With courage, Hajaratu has faced the known and the unknown.



Nicaraguan singer-songwriter Ceshia Ubau, whose voice and lyrics weave together the women’s stories, sings the chorus of her song “Las Mujeres de mi Tierra”:



Original Spanish lyrics


Las mujeres de mi tierra

Se entregan al amor

Por la vida y no niegan

Sus raíces ni su son

Gritan alto yo soy libre

Como mariposa en flor

Y con valentía enfrentan

Lo que conocen y lo que no



English translation


The women of my land

Give themselves to love

For life, denying neither

their roots nor their rhythm

They loudly shout “I’m free”

Like a butterfly upon a flower

And bravely face

What they know and what they don’t


Inspired by her grandmother’s struggle to safeguard her family during the Nicaraguan Revolution, Ceshia wrote this song a few years ago. Today, it is an anthem for the Nicaraguan women who continue to fight for their rights. Ceshia fled her home country due to the political situation and armed conflicts of recent years, migrating to Costa Rica.

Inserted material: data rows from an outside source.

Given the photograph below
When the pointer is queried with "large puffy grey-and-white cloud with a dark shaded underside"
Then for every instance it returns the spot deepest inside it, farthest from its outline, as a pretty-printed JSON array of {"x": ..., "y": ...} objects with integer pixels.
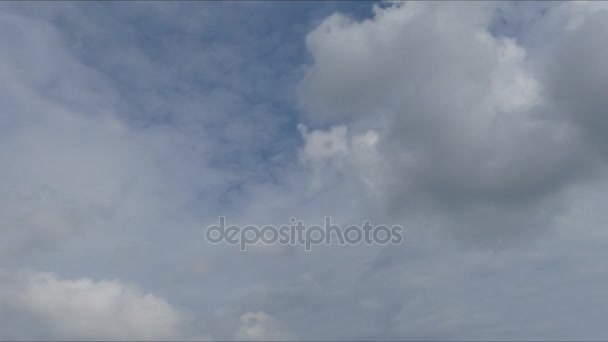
[{"x": 464, "y": 121}]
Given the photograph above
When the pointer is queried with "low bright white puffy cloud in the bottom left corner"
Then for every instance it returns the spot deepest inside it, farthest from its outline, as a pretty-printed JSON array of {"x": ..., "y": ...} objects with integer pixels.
[{"x": 87, "y": 309}]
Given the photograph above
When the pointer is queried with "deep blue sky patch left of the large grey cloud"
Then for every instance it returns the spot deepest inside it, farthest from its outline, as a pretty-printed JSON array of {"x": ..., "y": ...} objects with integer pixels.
[{"x": 221, "y": 61}]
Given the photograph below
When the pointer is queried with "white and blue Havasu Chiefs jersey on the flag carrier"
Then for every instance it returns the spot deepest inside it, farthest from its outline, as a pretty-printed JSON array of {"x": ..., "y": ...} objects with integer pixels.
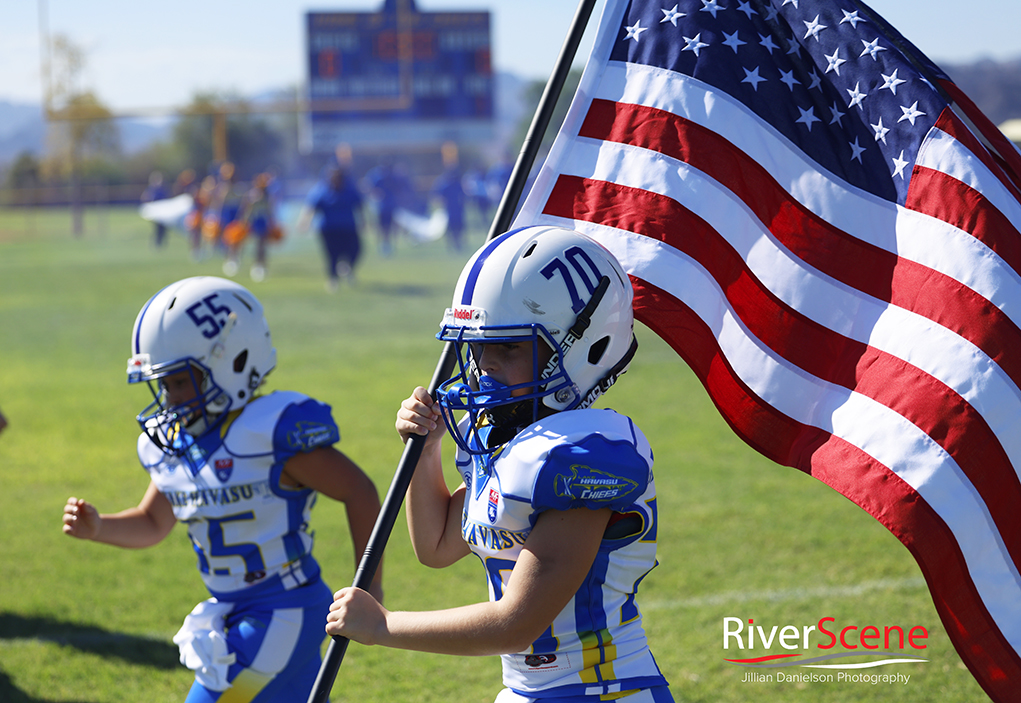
[{"x": 597, "y": 646}]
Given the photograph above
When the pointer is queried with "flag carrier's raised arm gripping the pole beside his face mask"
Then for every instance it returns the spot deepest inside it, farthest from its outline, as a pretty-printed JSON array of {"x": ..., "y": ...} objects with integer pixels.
[{"x": 433, "y": 514}]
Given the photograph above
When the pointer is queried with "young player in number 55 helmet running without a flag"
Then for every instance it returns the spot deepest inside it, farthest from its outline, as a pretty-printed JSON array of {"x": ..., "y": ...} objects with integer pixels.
[{"x": 242, "y": 470}]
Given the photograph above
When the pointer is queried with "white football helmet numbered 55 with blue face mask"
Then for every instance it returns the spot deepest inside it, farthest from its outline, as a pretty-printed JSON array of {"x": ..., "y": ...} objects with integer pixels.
[{"x": 207, "y": 332}]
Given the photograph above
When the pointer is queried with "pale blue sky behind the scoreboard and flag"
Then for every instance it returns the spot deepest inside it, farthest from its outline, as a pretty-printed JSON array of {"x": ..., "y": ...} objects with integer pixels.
[{"x": 143, "y": 55}]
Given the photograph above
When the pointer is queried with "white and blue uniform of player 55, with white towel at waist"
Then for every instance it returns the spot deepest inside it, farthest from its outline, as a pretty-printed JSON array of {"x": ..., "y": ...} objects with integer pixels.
[{"x": 260, "y": 636}]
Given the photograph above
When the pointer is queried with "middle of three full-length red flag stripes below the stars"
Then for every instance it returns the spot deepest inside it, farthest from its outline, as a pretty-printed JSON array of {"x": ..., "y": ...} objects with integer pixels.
[{"x": 922, "y": 399}]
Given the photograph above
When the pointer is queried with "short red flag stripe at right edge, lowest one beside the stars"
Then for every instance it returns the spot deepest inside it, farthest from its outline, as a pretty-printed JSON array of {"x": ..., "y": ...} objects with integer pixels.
[{"x": 944, "y": 197}]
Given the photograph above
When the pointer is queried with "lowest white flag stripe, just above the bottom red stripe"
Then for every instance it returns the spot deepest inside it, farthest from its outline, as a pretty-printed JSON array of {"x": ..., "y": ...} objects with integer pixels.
[{"x": 879, "y": 432}]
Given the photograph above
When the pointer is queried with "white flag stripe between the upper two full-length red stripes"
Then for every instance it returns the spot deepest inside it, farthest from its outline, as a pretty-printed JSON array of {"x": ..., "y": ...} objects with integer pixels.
[{"x": 936, "y": 350}]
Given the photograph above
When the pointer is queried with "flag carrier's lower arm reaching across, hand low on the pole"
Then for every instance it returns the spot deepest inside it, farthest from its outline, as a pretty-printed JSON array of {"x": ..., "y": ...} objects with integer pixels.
[{"x": 558, "y": 556}]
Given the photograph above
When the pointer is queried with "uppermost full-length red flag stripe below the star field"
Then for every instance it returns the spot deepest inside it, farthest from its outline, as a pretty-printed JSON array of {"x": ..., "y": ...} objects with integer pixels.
[{"x": 862, "y": 266}]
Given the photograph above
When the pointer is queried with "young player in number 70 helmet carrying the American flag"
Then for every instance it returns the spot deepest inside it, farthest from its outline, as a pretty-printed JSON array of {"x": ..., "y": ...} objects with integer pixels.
[{"x": 557, "y": 498}]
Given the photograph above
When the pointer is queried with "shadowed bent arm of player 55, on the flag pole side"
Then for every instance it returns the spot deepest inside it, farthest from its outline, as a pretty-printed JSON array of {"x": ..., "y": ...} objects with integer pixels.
[{"x": 331, "y": 473}]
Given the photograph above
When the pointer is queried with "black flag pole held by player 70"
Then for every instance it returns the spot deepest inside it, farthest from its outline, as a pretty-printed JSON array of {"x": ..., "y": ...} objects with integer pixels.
[{"x": 413, "y": 449}]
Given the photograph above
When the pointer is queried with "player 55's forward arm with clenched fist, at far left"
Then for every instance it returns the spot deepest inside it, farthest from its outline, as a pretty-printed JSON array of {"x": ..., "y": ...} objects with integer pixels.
[{"x": 136, "y": 528}]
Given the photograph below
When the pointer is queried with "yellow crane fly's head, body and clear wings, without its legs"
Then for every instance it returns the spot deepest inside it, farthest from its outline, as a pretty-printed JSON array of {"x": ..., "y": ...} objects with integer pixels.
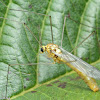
[{"x": 87, "y": 72}]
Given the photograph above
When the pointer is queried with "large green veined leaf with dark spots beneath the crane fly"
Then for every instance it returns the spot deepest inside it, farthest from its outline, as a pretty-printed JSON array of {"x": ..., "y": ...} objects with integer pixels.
[{"x": 18, "y": 46}]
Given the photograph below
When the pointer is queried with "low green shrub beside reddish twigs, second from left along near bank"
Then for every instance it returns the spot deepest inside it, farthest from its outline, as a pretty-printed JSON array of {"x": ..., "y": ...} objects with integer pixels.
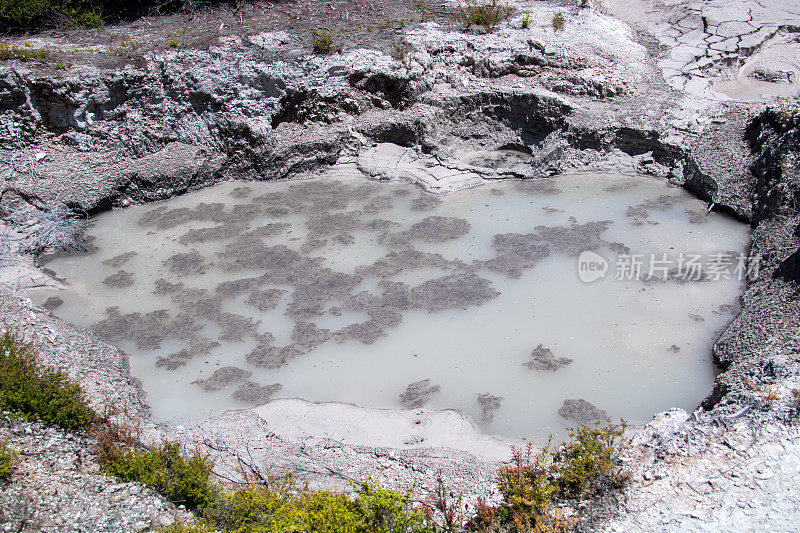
[{"x": 179, "y": 478}]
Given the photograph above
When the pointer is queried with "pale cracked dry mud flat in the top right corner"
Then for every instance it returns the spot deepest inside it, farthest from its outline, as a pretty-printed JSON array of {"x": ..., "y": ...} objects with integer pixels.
[{"x": 730, "y": 47}]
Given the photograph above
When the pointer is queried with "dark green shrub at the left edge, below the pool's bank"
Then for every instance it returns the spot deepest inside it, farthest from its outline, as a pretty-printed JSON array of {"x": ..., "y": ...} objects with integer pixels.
[{"x": 36, "y": 391}]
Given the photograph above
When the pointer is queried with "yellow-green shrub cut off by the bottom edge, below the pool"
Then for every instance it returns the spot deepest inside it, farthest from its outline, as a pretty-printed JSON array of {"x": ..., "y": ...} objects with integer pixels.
[{"x": 282, "y": 506}]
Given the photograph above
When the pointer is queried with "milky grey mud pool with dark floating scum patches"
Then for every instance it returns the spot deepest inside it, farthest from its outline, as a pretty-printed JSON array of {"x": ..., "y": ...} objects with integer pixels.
[{"x": 340, "y": 288}]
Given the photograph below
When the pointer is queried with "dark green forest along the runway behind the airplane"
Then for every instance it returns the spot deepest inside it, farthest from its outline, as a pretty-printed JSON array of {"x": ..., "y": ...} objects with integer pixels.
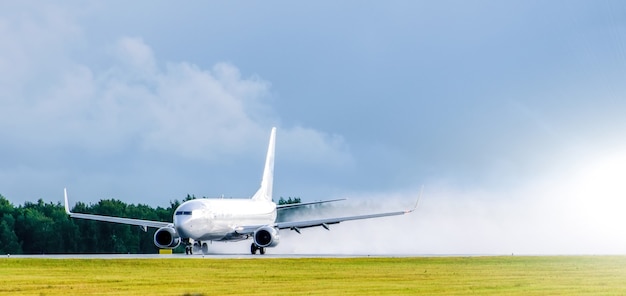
[{"x": 45, "y": 228}]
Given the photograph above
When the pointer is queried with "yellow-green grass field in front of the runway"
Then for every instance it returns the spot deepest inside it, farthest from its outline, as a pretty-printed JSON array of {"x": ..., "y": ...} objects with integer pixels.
[{"x": 576, "y": 275}]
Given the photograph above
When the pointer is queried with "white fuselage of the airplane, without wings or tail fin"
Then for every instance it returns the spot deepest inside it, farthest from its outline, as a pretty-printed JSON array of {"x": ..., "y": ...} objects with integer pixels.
[{"x": 215, "y": 219}]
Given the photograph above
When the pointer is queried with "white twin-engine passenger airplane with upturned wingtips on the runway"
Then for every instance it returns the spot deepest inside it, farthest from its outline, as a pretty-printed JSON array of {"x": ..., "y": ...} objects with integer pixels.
[{"x": 198, "y": 221}]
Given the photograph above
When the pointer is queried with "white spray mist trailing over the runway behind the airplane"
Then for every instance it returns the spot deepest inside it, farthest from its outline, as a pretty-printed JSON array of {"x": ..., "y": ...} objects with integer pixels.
[{"x": 574, "y": 208}]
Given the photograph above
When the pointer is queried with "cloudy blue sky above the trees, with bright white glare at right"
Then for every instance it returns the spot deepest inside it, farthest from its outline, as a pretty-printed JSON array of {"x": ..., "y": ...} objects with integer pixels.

Ceshia was born early in the midst of chaos. The pediatrician recommended that her parents play classical music to stimulate the premature newborn’s brain. At six months old, Ceshia was already being consumed by the music; it kept her alive. Years passed, and then came the poetry. Ceshia brims with lyricism, which she uses, along with music, as a tool of resilience – to live through her sorrows, to face violence unflinchingly, to tell her story fully, to empower herself and others.

Ceshia roars, through her poetry, that she is as free as a butterfly among flowers.


At EARTH, we commemorate the struggles and contributions of women around the world. From the classroom, the field, and the community, we strive to empower each and every woman who shapes others with kindness and advances peace and prosperity for all.